Multiclass Loss Geometry Matters for Generalization of Gradient Descent in Separable Classification

TL;DR

This paper analyzes how the geometry of loss functions affects the generalization of gradient descent in multiclass linear classification, revealing that loss template geometry influences convergence rates and risk bounds.

Contribution

It introduces novel population risk bounds for multiclass gradient descent that depend on loss template geometry, extending understanding beyond binary classification.

Findings

Risk bounds depend on loss template geometry, not just decay rate.

For exponential losses, risk scales logarithmically with number of classes for p=∞.

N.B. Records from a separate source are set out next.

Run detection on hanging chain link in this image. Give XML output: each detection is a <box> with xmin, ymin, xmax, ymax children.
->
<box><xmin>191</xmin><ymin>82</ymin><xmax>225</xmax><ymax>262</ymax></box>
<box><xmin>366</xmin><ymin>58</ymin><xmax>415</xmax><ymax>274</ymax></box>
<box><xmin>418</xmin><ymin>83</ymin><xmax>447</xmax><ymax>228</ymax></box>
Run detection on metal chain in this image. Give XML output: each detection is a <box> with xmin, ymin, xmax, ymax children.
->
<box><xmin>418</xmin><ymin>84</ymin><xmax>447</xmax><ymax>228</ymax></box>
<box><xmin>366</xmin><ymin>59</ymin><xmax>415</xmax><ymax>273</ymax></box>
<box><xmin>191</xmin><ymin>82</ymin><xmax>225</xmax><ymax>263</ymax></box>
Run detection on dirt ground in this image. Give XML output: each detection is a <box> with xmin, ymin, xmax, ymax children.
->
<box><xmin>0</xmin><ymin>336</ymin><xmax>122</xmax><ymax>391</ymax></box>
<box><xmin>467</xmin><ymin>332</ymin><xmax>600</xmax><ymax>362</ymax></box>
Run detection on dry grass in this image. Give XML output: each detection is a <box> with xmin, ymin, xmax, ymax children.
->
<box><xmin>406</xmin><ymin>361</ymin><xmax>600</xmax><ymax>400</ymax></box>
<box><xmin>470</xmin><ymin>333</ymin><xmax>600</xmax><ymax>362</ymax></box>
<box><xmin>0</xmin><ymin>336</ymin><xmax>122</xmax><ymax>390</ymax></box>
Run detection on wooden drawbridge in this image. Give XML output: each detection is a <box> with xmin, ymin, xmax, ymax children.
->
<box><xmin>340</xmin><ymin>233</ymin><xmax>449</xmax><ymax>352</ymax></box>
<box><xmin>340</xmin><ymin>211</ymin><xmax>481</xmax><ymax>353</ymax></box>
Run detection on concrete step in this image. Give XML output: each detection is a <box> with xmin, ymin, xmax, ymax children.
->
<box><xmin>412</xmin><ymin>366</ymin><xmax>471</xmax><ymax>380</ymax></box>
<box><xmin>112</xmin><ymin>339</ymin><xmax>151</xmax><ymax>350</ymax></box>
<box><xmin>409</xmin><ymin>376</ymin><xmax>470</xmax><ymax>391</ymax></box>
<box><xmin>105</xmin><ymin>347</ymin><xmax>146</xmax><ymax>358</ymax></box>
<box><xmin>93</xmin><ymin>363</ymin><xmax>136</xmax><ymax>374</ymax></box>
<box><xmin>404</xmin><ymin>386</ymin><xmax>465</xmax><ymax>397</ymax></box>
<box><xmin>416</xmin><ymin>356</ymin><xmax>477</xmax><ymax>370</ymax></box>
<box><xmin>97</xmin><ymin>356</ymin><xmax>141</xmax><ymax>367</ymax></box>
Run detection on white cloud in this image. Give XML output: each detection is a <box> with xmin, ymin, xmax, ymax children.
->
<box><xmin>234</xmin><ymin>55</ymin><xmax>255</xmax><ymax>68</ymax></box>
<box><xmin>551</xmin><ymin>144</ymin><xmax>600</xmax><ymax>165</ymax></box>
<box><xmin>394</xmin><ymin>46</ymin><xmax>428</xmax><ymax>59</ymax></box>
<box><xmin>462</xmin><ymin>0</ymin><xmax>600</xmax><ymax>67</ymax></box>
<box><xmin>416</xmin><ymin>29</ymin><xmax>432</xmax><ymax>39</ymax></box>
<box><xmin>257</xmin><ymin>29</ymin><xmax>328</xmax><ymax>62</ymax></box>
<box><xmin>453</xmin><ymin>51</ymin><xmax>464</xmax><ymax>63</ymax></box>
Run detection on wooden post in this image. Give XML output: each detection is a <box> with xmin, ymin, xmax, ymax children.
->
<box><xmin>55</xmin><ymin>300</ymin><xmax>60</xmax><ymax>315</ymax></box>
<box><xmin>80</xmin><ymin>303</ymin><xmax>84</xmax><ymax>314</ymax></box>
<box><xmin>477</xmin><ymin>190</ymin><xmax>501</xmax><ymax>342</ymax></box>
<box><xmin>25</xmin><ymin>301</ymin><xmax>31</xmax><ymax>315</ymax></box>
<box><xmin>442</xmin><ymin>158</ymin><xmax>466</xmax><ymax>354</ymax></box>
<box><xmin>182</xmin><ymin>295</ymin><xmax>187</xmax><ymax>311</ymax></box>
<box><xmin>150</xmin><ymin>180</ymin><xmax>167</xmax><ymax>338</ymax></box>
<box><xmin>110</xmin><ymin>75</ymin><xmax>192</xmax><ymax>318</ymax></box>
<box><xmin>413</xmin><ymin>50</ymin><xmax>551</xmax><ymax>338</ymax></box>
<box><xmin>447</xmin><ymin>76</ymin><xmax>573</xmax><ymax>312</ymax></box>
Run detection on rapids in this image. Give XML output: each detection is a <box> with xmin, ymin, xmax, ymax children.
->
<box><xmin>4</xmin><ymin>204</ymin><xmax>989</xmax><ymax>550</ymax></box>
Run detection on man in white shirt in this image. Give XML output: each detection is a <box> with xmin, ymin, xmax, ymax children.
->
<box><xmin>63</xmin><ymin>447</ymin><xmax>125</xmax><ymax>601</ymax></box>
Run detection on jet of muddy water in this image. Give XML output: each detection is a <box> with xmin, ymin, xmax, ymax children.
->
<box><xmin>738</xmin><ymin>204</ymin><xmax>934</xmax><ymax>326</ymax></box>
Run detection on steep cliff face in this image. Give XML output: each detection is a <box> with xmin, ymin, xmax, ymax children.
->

Lower bounds show polynomial dependence on class number is unavoidable.

Abstract

We study the generalization performance of unregularized gradient methods for separable linear classification. While previous work mostly deal with the binary case, we focus on the multiclass setting with $k$ classes and establish novel population risk bounds for Gradient Descent for loss functions that decay to zero. In this setting, we show risk bounds that reveal that convergence rates are crucially influenced by the geometry of the loss template, as formalized by Wang and Scott (2024), rather than of the loss function itself. Particularly, we establish risk upper bounds that holds for any decay rate of the loss whose template is smooth with respect to the $p$-norm. In the case of exponentially decaying losses, our results indicates a contrast between the $p=\infty$ case, where the risk exhibits a logarithmic dependence on $k$, and $p=2$ where the risk scales linearly with $k$. To establish this separation formally, we also prove a lower bound in the latter scenario, demonstrating that the polynomial dependence on $k$ is unavoidable. Central to our analysis is a novel bound on the Rademacher complexity of low-noise vector-valued linear predictors with a loss template smooth w.r.t.~general $p$-norms.